NVAB

Ministerie SZW
T.a.v. Drs. M. Rutte, staatssecretaris
Postbus 90801
2509 LV DEN HAAG

Uw kenmerk: AVB/VDB/- 3 22367
Ons kenmerk: dv/ep 2003-100
Eindhoven, 26 mei 2003

Onderwerp: Visie van de NVAB op de adviesaanvraag aan de SER, over de verplichte deskundige ondersteuning van werkgevers bij hun arbo- en verzuimaanpak

Excellentie,

Onderstaand vindt u de reactie van de Nederlandse Vereniging voor Arbeids- en Bedrijfsgeneeskunde (NVAB) op bovengenoemde adviesaanvraag.
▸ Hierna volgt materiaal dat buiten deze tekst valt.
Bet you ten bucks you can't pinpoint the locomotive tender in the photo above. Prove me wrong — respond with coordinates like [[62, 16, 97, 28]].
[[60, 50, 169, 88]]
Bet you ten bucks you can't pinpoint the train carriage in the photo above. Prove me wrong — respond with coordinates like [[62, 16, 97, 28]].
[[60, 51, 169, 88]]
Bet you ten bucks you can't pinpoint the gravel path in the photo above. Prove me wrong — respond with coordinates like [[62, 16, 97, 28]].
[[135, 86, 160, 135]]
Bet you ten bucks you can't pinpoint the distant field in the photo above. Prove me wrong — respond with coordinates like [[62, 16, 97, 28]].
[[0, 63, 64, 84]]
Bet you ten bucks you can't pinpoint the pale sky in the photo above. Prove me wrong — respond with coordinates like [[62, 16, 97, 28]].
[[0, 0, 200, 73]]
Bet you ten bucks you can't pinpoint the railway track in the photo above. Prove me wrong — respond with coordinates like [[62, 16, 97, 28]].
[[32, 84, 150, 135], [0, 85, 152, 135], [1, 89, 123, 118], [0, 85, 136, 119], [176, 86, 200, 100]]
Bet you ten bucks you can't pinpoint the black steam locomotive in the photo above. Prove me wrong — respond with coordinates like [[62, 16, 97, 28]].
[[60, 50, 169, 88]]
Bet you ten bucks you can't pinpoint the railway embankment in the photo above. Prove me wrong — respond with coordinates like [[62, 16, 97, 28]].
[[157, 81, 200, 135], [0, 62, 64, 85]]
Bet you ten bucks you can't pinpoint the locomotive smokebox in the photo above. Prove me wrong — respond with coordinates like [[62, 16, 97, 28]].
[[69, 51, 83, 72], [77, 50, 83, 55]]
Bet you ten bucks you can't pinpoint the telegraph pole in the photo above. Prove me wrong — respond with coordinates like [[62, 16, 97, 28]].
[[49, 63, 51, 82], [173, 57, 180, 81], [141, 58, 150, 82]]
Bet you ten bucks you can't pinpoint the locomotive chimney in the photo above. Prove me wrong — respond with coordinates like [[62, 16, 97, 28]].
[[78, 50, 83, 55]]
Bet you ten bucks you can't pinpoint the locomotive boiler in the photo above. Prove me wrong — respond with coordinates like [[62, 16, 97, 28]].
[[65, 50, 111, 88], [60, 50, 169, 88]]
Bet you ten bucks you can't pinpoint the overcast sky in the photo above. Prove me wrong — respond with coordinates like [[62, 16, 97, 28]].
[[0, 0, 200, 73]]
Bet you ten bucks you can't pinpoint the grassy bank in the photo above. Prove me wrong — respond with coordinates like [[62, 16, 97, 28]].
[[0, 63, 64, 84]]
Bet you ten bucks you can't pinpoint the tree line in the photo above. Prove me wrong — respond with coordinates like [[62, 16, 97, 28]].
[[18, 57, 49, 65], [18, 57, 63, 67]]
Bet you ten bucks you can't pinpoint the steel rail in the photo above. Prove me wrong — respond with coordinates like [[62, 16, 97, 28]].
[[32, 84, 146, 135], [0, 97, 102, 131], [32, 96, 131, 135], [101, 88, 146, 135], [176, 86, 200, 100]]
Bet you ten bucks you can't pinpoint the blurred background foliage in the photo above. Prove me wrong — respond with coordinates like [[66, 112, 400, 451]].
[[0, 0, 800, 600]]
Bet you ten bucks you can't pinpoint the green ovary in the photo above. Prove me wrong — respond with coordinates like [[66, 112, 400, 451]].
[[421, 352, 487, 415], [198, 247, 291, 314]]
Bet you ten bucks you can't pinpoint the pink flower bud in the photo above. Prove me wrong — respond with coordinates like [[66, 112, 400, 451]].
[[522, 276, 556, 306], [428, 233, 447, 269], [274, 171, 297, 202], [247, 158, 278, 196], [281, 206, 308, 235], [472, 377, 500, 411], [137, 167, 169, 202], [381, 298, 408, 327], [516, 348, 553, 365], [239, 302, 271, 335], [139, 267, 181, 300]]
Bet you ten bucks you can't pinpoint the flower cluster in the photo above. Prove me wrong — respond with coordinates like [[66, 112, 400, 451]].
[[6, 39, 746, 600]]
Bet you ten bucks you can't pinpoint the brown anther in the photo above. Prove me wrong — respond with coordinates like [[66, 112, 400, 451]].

Onderwerp: visie van de NVAB op de adviesaanvraag aan de SER, over de verplichte deskundige ondersteuning van werkgevers bij hun arbo- en verzuimaanpak

Inleiding

Op 4 april heeft het kabinet de SER om advies gevraagd over de verplichte deskundige ondersteuning van werkgevers bij hun verantwoordelijkheid op het gebied van arbobeleid, verzuimpreventie en reïntegratie. Het kabinet stelt voor de mogelijkheid te openen om in de arbodienstverlening te werken op basis van deelcertificaten, voor preventieve zorg, respectievelijk voor verzuimbegeleiding. Daarmee vervalt de huidige wettelijke verplichting voor bedrijven om zich voor integrale arbodienstverlening aan te sluiten bij een gecertificeerde arbodienst. Voorts wordt voorgesteld om m.n. bij kleinere werkgevers het verplichte karakter van de toetsing van de RI&E door de arbodienst, op te heffen.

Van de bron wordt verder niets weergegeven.